The developments on Friday put the stability of much of the world’s energy resource reserves in question. With Iraq embroiled in a war, Iran contaminated with radiation and without an ally in Russia and with Saudi Arabia destabilized by the growing conflict in the Middle East and threats of Al Qaida violence in Yemen, the most secure energy producer may emerge as Hugo Chavez’s Venezuela. That could make already skittish U.S. markets shy.

Since 1992, Russia has sold Iran hundreds of major weapons systems, including twenty T-72 tanks, ninety-four air-to-air missiles, and a
handful of combat aircraft like the MiG-29.

Late last year, Russia agreed to sell Iran a $700 million surface-to-air missile defense system (SA-15 Gauntlet) along with thirty TOR M-1 air-defense missile systems, ostensibly to defend its soon-to-be-complete, Russian-built nuclear reactor at Bushehr.

Moscow also plans to upgrade Tehran’s Su-24, MiG-29 aircraft, and T-72 battle tanks.
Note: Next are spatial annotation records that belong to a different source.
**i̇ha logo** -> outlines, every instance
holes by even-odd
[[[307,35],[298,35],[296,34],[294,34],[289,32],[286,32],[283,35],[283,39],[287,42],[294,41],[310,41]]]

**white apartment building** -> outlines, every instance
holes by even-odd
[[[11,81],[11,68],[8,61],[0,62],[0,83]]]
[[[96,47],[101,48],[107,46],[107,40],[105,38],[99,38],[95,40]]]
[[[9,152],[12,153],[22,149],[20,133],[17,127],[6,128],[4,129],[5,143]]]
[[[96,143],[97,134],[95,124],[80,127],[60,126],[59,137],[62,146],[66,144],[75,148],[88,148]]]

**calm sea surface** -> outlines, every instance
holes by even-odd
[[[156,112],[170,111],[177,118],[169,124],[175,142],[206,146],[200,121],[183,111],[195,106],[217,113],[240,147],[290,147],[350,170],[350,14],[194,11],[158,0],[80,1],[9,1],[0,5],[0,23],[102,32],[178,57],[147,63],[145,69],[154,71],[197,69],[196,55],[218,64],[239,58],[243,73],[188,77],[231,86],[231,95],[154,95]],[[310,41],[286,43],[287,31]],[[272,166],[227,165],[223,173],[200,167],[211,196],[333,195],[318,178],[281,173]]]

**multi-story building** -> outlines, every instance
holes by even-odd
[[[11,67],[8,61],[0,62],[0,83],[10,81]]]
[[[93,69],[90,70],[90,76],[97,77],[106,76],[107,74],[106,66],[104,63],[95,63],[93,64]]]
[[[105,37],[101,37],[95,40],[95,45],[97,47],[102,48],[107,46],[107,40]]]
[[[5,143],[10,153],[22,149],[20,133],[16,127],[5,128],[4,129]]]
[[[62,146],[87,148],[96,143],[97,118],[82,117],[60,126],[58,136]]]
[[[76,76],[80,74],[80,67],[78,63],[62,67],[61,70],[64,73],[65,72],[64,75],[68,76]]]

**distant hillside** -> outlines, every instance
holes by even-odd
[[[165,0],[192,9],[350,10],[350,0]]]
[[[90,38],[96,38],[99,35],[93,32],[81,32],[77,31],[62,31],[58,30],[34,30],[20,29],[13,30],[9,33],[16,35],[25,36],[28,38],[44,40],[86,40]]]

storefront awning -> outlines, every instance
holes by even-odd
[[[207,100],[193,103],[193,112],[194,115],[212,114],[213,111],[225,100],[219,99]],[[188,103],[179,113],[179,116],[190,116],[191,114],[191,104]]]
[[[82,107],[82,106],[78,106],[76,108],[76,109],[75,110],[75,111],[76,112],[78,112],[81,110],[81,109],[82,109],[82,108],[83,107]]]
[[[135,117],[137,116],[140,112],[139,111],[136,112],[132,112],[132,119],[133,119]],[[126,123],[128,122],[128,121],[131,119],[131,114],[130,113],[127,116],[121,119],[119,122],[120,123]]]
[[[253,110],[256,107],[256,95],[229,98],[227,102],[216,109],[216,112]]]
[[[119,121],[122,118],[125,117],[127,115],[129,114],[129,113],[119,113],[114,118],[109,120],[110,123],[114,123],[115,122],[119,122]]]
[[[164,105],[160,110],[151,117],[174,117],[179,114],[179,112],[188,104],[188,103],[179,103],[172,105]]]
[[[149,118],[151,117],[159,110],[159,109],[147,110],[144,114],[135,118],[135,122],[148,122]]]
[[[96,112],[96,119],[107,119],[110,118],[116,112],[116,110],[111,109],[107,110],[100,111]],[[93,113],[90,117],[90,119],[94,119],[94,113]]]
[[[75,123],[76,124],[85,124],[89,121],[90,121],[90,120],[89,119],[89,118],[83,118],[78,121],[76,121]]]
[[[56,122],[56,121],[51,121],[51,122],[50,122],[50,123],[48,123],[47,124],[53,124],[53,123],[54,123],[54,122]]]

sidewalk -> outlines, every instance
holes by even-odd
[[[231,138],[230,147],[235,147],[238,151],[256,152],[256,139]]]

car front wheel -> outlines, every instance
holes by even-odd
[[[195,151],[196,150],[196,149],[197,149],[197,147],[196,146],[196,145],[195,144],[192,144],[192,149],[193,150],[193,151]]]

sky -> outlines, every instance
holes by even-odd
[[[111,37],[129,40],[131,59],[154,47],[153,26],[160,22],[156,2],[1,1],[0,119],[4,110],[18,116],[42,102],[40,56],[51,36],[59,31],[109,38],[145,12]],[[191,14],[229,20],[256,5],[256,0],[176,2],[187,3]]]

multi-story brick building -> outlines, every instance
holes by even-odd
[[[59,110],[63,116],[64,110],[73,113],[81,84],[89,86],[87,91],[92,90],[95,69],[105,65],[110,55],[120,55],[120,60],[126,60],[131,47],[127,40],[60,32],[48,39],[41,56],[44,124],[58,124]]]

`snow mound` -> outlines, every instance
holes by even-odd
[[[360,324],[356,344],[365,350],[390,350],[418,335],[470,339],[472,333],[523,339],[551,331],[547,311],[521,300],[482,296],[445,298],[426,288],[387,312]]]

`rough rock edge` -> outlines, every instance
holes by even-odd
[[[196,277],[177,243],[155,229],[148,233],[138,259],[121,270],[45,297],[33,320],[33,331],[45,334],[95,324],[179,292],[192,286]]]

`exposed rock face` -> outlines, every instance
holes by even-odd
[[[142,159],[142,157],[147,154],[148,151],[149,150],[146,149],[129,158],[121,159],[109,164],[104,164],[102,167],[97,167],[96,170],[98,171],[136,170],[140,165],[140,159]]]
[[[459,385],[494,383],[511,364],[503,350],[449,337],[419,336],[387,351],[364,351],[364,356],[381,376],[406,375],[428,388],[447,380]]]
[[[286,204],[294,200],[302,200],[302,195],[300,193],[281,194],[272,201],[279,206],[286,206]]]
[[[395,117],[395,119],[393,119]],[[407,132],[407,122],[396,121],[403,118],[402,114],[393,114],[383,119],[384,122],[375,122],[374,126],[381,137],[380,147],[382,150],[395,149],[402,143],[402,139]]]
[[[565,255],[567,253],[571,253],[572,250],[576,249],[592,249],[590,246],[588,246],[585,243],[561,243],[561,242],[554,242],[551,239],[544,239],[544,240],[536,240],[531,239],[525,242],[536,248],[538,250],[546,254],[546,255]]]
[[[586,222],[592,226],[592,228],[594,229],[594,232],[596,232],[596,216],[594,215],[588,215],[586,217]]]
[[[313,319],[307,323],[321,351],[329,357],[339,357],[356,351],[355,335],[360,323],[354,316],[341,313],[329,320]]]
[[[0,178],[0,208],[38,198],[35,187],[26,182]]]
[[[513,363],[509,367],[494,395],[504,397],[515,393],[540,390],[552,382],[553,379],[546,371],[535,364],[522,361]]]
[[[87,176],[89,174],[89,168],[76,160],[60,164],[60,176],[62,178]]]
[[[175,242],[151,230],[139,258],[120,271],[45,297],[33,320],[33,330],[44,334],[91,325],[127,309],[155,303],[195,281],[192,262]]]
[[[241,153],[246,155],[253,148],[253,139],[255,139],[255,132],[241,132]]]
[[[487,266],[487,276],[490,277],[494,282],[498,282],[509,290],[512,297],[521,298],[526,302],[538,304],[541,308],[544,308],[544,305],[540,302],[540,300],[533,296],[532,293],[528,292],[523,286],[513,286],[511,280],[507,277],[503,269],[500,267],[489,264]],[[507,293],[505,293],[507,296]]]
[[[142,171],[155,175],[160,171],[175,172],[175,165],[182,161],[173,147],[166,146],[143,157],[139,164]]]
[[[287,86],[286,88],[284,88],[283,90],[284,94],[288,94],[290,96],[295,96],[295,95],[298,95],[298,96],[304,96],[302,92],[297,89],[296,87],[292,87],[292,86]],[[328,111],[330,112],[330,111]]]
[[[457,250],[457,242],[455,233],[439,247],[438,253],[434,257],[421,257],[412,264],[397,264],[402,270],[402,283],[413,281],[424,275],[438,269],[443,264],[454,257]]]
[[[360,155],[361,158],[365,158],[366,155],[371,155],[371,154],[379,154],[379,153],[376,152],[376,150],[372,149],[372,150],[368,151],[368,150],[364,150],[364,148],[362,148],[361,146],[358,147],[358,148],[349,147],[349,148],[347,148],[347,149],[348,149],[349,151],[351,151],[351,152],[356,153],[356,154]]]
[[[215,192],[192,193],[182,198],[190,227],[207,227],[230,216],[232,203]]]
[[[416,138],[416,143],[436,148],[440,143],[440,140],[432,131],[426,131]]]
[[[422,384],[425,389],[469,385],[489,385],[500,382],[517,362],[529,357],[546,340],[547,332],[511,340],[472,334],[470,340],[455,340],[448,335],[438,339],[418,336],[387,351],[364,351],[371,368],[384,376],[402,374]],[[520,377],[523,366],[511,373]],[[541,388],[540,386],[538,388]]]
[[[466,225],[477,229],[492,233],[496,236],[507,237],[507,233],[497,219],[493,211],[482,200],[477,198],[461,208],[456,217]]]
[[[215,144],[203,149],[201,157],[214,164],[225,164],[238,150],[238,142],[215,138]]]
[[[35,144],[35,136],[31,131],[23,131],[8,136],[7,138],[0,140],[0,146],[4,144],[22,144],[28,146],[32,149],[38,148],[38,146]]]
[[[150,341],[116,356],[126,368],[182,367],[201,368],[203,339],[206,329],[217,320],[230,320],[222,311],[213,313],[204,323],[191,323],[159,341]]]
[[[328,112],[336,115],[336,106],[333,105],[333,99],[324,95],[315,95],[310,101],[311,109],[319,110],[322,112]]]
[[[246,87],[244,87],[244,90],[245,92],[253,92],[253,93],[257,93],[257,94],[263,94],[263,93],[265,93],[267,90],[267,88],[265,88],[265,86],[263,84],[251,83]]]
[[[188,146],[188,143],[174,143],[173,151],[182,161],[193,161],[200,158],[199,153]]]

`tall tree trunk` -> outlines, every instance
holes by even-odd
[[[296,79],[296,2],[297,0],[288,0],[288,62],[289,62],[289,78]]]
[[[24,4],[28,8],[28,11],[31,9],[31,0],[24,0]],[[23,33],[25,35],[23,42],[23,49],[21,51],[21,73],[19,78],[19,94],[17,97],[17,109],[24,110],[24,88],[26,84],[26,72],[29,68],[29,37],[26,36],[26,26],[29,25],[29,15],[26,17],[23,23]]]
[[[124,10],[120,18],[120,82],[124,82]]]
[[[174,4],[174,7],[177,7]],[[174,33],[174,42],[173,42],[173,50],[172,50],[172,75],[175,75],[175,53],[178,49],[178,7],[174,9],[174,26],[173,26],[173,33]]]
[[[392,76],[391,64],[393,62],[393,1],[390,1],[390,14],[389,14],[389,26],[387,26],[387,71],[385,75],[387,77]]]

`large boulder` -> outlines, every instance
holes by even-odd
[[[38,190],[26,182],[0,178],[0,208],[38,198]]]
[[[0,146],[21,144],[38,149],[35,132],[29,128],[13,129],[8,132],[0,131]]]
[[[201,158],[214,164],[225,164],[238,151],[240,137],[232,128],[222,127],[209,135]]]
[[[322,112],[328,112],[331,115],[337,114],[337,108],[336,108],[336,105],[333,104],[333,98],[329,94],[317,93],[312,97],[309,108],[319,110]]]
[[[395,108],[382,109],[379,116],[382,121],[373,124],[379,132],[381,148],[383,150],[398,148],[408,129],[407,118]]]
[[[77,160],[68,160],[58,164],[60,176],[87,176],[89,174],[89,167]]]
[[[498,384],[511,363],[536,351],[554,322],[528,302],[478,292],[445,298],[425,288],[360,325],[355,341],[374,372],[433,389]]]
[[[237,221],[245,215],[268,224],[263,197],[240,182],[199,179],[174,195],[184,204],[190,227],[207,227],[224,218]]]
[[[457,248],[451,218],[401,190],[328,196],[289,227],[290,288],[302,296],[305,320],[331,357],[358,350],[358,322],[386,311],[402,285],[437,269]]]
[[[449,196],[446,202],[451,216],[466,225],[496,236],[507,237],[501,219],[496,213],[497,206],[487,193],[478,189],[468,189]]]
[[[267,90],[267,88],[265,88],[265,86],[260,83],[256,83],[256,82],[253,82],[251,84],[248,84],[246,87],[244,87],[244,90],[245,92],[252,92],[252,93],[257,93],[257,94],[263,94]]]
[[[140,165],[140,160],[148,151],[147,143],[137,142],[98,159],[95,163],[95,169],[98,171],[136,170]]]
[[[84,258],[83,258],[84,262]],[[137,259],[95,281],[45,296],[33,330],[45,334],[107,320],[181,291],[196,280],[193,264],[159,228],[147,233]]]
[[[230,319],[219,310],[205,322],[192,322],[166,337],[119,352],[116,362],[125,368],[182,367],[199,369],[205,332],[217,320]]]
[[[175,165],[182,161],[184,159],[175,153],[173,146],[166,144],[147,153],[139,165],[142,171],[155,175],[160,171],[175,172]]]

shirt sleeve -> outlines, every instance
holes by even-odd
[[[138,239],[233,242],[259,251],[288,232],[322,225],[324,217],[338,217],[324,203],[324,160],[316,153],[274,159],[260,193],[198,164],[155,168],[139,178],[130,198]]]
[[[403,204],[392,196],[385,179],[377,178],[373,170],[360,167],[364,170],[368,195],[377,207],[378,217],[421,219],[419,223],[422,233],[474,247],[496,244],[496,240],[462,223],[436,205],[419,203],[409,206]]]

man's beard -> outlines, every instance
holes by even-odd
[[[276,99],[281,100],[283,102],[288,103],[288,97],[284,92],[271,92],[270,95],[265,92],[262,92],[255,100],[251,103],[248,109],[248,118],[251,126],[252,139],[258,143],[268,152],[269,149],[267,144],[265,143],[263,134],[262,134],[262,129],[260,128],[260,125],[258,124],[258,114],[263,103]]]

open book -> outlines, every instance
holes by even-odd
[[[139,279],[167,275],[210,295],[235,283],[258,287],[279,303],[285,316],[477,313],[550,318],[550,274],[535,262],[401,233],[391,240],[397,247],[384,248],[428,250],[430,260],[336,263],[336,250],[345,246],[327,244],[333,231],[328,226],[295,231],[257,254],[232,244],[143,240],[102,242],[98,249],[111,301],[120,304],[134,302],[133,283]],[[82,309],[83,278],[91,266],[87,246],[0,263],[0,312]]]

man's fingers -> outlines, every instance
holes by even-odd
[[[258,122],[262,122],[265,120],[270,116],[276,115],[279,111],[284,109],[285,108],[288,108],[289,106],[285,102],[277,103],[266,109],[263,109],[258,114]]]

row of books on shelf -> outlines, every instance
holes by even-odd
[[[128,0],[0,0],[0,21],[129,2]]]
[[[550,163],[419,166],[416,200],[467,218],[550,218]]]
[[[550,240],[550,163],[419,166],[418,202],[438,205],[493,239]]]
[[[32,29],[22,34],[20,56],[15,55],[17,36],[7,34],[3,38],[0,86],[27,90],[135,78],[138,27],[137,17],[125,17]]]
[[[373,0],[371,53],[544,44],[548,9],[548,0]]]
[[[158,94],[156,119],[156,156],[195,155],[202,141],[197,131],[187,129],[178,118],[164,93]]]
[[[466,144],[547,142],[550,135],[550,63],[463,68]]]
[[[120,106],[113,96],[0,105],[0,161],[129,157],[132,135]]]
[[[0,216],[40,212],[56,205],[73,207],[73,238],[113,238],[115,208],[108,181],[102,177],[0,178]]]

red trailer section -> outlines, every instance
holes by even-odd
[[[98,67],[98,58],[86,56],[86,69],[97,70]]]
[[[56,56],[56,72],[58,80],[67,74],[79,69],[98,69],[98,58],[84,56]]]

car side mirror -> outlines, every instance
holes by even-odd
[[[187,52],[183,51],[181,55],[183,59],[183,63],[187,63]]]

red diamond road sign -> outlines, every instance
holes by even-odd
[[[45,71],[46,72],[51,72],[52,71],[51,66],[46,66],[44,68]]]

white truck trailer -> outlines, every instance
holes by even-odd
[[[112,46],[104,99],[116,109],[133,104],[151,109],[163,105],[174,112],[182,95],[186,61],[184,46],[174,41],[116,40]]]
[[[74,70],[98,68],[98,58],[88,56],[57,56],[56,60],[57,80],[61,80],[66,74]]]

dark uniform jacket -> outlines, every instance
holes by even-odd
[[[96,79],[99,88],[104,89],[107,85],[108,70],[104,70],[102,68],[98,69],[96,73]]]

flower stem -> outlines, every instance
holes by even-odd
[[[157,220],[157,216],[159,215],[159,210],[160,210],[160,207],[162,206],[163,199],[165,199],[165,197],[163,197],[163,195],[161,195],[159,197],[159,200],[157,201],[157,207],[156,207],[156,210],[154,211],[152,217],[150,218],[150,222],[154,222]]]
Iran has shown interest in S-300 anti-aircraft missiles from Russia and Belarus, which can intercept enemy aircraft ninety to 180 miles away.

Michael Eisenstadt, director of the Washington Institute for Near East Policy’s Military and Security Studies Program, says Iran is building up its naval presence. In April 2006, the Iranians claimed to have tested a high-speed torpedo—similar to the Russian-made VA-111 Shkval—capable of destroying large warships or submarines.

Iran already fields China’s Silkworm anti-shipping missile and an array of mine technologies.